Kemerdekaan dan Perubahan

Oleh: Sudjarwo
Guru Besar Universitas Malahayati Bandar Lampung

Beberapa saat gema perayaan ulang tahun kemerdekaan sayup-sayup mulai menjauh. Hampir semua kita kemarin larut didalamnya bersukacita untuk menyambut setiap tahun. Namun kali ini ada yang berbeda dari perayaan-perayaan sebelumnya, baik secara nasional maupun lokal. Secara nasional perayaan dipusatkan di Ibu Kota Negara yang baru; sementara yang lokal dipusatkan di Kota Baru yang sudah lama.

Perubahan adalah keniscayaan, itu kata para sosiolog; bahkan Selo Sumardjan bapak sosiologi Indonesia mengatakan “tidak ada yang abadi di dunia ini kecuali perubahan”. Namun esensi perubahan-lah yang membedakan antarperubahan itu terjadi.
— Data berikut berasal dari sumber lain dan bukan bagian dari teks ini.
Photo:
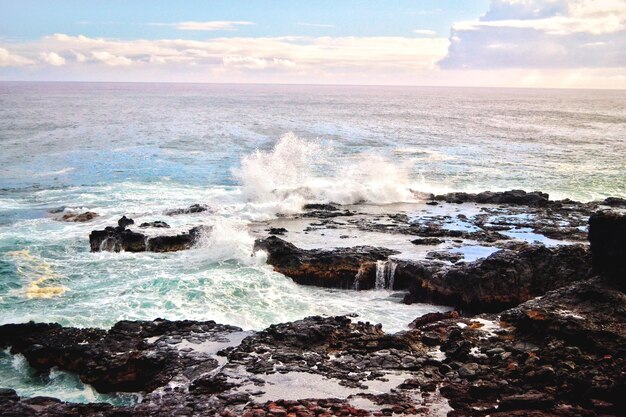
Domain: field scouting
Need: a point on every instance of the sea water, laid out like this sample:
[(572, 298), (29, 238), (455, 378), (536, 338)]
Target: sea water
[(252, 153)]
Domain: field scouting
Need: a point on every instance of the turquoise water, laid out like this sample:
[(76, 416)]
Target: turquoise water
[(251, 152)]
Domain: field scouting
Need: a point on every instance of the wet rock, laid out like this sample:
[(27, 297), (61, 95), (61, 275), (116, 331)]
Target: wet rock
[(320, 207), (277, 231), (116, 360), (194, 208), (155, 224), (125, 222), (504, 279), (336, 268), (607, 236), (432, 318), (116, 239), (78, 217), (427, 241), (614, 202), (512, 197)]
Hampir semua kita paham betul bahwa kemerdekaan yang membawa perubahan di negeri ini, tidak diperoleh dengan cuma-cuma; tetapi dengan perjuangan berdarah-darah dari para pendiri negeri ini dengan durasi waktu yang sangat panjang dan lama.

Berdasarkan penelusuran digital kata “merdeka” itu memiliki tautan sejarah panjang, diantaranya informasi tersebut adalah: secara umum, kata ini berasal dari bahasa Sanskerta “mahārdhika,” yang berarti “makmur” atau “kaya.” Namun, dalam konteks bahasa Melayu dan Indonesia, makna kata ini berkembang menjadi “bebas” atau “independen.”

Kata “merdeka” sudah digunakan dalam literatur melayu klasik sejak zaman kerajaan-kerajaan Nusantara. Pada masa itu, kata ini lebih merujuk pada status seseorang yang bebas dari perbudakan atau penjajahan. Kata ini sering digunakan untuk menggambarkan seseorang yang memiliki kebebasan pribadi dan tidak terikat oleh tuan atau majikan.

Perkembangan makna selanjutnya pada era kolonialisme: selama era ini disebut juga masa penjajahan oleh kekuatan Eropa di Asia Tenggara, kata “merdeka” mulai memperoleh makna politik yang lebih luas. Kata ini kemudian menjadi simbol perjuangan melawan penjajahan dan kekuasaan asing. Di Indonesia, kata “merdeka” menjadi sangat identik dengan perjuangan melawan penjajahan Belanda dan kemudian Jepang.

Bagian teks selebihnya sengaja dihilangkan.